Here are a few highlights of what’s going on in the West.
The first real batch of warm weather is just a couple days away from landing in Mid-C, though plenty will be spilling into NP, Colorado, Montana, and Utah as well. Spokane has the largest anomaly in Mid-C at 6.16 degrees above normal over the next ten days, while Billings at 8.79 has the highest overall. With warm weather extending well into the Rockies, we should see significant high-elevation melt.
Probably not much of a surprise, but there will not significant precipitation accompanying the warm front in the Northwest (with Seattle the only amount worth noting). NP on the other hand will be mostly wetter as three of the four stations anticipate more than 0.20″ of precipitation. Denver and Salt Lake are bone dry as each fall more than an inch below normal.
It snowed yesterday in the high elevations surrounding Kalispel, but that snow will come rushing off the hills starting tomorrow and in earnest on Thursday where the daily high is expected to reach 75 (13 degrees above normal). Temps are expected to peak above 60 for at least the next two weeks.
Move 150 miles west and the forecast gets a little more extreme.

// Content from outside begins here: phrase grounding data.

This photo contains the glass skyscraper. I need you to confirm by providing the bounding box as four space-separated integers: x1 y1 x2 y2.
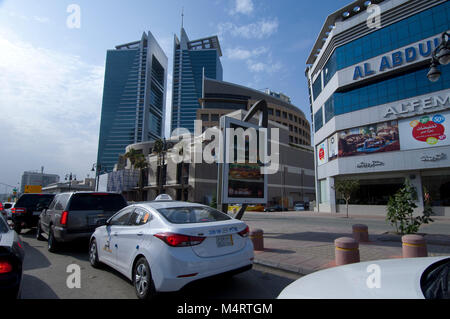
171 27 223 133
97 31 168 173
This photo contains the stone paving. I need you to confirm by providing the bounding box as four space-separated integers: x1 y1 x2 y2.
243 211 450 275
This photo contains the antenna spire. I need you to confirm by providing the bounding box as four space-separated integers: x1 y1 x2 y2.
181 7 184 28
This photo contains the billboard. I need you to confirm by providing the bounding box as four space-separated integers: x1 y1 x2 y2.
328 133 339 160
221 117 268 204
338 120 400 157
399 111 450 150
316 140 328 166
24 185 42 193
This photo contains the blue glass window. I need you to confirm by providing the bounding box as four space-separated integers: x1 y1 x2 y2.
314 107 323 133
312 75 322 101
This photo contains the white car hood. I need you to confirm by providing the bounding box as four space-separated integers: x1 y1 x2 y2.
278 256 449 299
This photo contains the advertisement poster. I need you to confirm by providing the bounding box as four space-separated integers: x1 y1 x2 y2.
317 140 328 166
228 163 264 199
338 120 400 157
328 133 339 160
399 111 449 150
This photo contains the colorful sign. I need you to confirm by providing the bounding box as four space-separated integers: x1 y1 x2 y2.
399 111 450 150
24 185 42 193
316 140 328 166
338 121 400 157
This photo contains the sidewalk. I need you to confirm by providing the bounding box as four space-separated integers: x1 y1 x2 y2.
243 211 450 276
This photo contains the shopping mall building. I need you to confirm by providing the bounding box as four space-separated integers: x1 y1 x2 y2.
306 0 450 216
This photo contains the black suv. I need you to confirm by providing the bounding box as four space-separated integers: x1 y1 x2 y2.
11 194 55 234
36 192 127 252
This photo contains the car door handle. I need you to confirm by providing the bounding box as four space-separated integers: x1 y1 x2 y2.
137 232 143 237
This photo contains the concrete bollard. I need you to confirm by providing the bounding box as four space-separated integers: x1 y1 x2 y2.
335 237 360 266
352 224 369 242
249 229 264 251
402 234 428 258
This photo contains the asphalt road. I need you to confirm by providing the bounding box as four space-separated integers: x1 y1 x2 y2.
19 229 300 299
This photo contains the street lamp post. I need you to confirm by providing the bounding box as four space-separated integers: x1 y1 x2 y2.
91 163 103 192
65 173 76 192
427 31 450 82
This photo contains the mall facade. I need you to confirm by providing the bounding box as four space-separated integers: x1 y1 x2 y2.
306 0 450 216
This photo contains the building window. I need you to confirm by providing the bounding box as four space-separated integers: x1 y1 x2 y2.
211 114 219 122
283 111 287 119
289 124 293 131
312 75 322 101
276 110 281 117
201 114 209 122
289 114 293 121
294 126 298 133
294 137 298 144
324 97 334 124
337 178 404 205
268 108 274 115
289 136 293 143
294 115 297 123
314 107 323 132
422 174 450 207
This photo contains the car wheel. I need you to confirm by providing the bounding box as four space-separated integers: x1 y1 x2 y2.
36 220 45 241
48 227 59 253
133 257 156 300
89 239 101 268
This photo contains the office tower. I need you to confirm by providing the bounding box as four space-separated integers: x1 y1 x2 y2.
97 31 168 173
171 27 223 133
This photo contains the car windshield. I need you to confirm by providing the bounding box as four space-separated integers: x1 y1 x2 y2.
157 206 232 224
15 195 55 209
421 258 450 299
0 216 9 233
68 193 127 211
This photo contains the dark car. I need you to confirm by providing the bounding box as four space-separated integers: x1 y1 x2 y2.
11 194 55 234
37 192 128 252
264 205 286 212
0 214 25 299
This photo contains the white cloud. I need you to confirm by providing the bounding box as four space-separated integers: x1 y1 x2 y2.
218 18 279 39
246 59 282 74
0 28 104 184
232 0 254 15
224 46 268 60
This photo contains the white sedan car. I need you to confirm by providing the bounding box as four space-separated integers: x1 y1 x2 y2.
89 197 254 299
278 256 450 299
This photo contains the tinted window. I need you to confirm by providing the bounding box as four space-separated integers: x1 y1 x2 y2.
129 209 151 226
109 207 134 226
0 216 9 233
68 193 127 211
15 194 55 209
55 194 71 210
421 258 450 299
4 203 12 209
157 206 231 224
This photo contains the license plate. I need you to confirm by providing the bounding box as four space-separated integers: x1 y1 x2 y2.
33 211 41 216
216 235 233 248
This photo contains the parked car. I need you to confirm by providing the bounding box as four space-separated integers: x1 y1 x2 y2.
11 194 55 234
0 213 25 299
2 202 15 220
264 205 286 212
278 256 450 299
37 192 128 252
89 195 254 299
293 202 305 211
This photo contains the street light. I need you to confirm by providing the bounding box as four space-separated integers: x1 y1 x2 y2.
91 163 104 192
65 173 76 192
427 31 450 82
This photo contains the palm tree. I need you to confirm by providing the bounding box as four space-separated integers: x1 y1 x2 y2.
152 139 165 196
125 149 148 201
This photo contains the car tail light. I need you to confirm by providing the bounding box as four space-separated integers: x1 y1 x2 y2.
11 207 26 214
154 232 205 247
0 203 3 210
0 260 13 274
238 226 249 237
60 211 69 226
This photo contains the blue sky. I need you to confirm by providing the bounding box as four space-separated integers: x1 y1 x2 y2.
0 0 350 189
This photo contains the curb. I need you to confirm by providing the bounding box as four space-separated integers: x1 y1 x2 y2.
253 258 317 276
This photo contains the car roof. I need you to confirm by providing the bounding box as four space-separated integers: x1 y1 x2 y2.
136 201 209 211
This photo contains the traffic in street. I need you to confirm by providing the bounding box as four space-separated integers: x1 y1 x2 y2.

Spokane and much of the Inland Northwest is set to reach above 80 for the first time since last September, and will stay in the high 70s for an additional day before briefly dropping back below normal by the 5th followed by highs in the high 60s and low 70s through the first half of May. The high of 82 is 17 degrees above normal.
Moving south into the Snake Basin and temps are expected to increase another 5-10 degrees on average. Boise is set to have consecutive 80-degree days on the 4th and 5th, and other than a brief flirt with high 60’s, should stay in the 70’s through May 17th.
While the Northwest is moving into a warm front, San Jose is prepping for the opposite direction. Temps will stay in the 90’s through tomorrow (setting a new 10-year record on the 3rd as well), before quickly dropping back into the 70’s for what currently looks like the rest of the month. Degree days in May could be very relaxed for San Jose.
The other side of the NP equation is warmer as expected. Sacramento’s forecast has moved up a few degrees for the next week (compared to yesterday’s forecast), and is now pushing for a high of 94 tomorrow, 18 degrees above normal. If the AC wasn’t turned on yesterday, it definitely will be for the next few days, though that too will be short-lived as temps sittle back into the high 70’s thereafter.
Curious how the this year’s weather has stacked up against the past few years? Weather Actuals holds your answers as you can compare any date in 2017 to the historical 10-year average, the Min, the Max, or the average from each of the past three years. Burbank for example will be entering three-year highs beginning on the 3rd after closely following the 10-year average for the past couple weeks.
Columbia dams continue to report week-over-week drops in flow as the end of the draft cascades down the river. The Pend Oreille increased week-over-week by 433 CFS, and the Spokane River is holding steady at just under 20k CFS.
In a change from most weeks, the 10 Day River Forecast Center is projecting considerably lower than STP especially moving into the period after the coming heat wave. STP is projecting nearly 1400 MW more than the RFC on May 6th, for example. Today’s RFC forecast is actually slightly lower than yesterday’s as well.
With Spokane, Kalispel, and most of Western Montana prepared to touch 80 degrees, we should expect the actual snow depths to come dangerously close to falling below the average curve in the following days. The average began its decrease in mid-April while the 2017 line has been mostly flat since April 20th.
Gas outages increased again over the weekend, settling at 5319 MW yesterday, an increase of 856 MW. Despite the increase, gas outages are still well below the average of April. In other movements over the weekend, hydro outages increased 100 MW and solar dropped from 123 MW to 13 MW.
Line flows dropped to as low as 1728 MW on Saturday before quickly recovering to 3928 MW just 12 hours later, the weekly high. Yesterday generated a daily average flow of 3147 MW, directly in line with the weekly average of 3112 MW
Very heavy imports from BC yesterday as flow dropped to -1693 MW at 1 PM, easily the lowest point of the week. This drop was sustained long enough to push the daily average down to -513 MW compared to the weekly average of 828 MW (a net export).